Namun, sarjana sastra sering memprioritaskan haiku Basho, membuat tiga lainnya dalam daftar menjadi
sangat kurang, apalagi membahas tema-tema tertentu seperti bunga sakura. Terlebih lagi, para sarjana
akan menyoroti perspektif artistik para penyair ini dibandingkan dengan karya puitis mereka. Misalnya,
salah satu dari Empat Besar, Yosa Buson, juga dikenal sebagai pelukis, dan oleh karena itu para
cendekiawan seperti Inose (2017) berfokus pada karya artistik Bunjinga (文人画, “lukisan literati”) Buson
daripada haiku-nya. Meskipun Kisanuki (2002) membuat analisis tentang haiku Masaoka Shiki, anggota
lain dari Empat Besar, tetapi penekanannya adalah keterkaitan pandangan Shiki tentang tarian Noh (能)

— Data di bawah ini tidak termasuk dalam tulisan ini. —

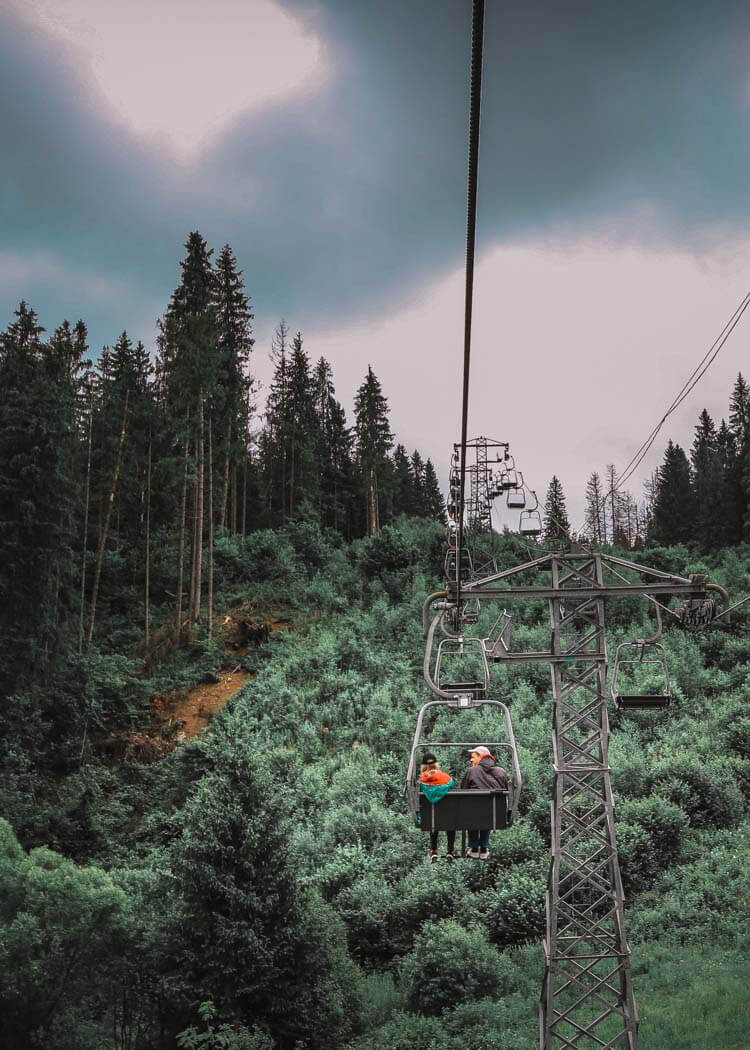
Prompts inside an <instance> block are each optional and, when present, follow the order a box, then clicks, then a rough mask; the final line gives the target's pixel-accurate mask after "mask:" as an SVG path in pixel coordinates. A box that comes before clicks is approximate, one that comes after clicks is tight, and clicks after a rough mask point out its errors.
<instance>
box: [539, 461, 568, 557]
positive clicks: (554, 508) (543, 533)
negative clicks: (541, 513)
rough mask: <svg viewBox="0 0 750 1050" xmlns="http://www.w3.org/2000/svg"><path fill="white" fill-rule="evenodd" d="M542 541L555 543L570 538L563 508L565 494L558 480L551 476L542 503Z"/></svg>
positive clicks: (564, 497)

dalam haiku dan teorinya tentang pertunjukan tradisional. Selain itu, analisis haiku dilakukan melalui
kritik sastra, sehingga menunjukkan sedikit usaha untuk menghubungkan struktur sintaksis dan aspek
linguistik serta pencitraan untuk memastikan emosi dari haiku yang bersangkutan. Isla (2017)

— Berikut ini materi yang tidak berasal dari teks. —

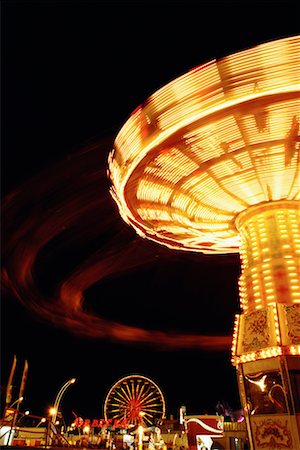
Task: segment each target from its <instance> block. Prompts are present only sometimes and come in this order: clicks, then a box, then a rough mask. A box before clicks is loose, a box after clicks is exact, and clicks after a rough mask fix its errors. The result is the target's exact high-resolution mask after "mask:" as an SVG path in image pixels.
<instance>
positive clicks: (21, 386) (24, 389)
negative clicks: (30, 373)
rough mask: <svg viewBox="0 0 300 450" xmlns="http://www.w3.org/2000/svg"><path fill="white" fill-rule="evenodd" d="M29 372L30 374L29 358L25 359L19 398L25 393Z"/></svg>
mask: <svg viewBox="0 0 300 450" xmlns="http://www.w3.org/2000/svg"><path fill="white" fill-rule="evenodd" d="M27 374H28V361H27V359H25V363H24V369H23V374H22V380H21V385H20V391H19V398H20V397H23V394H24V391H25V384H26V380H27Z"/></svg>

menggambarkan citraan dalam haiku yang dapat dideskripsikan dalam satu, dua, atau tiga kata; haiku
yang efektif adalah yang mencapai keseimbangan yang tepat antara berbicara terlalu banyak dan tidak
cukup. Penjelasan ini tidak jelas dan ini meremehkan peran stilistika linguistik yang sebenarnya dalam
haiku. Psikolinguistik seperti Minagawa (2017) mempresentasikan hasil tentang konstruksi dan
interpretasi haiku di tengah masyarakat kontemporer. Meskipun demikian, ini berarti bahwa sudut
pandang relativistik dari barang-barang tertentu seperti bunga sakura dan sintaksis diakronis Jepang dari
haiku kontemporer akan berbeda dari haiku selama era Empat Besar. Oleh karena itu, penelitian ini akan
mengisi kekosongan literatur tentang stilistika linguistik serta studi perbandingan haiku di antara empat
penyair tentang bunga sakura, simbolisme utama dalam penelitian ini. Studi ini juga berfungsi sebagai
upaya ekspositori untuk memusatkan keempat penyair ini untuk dipertimbangkan oleh para ahli gaya
dan sarjana sastra dalam penelitian mereka di masa depan.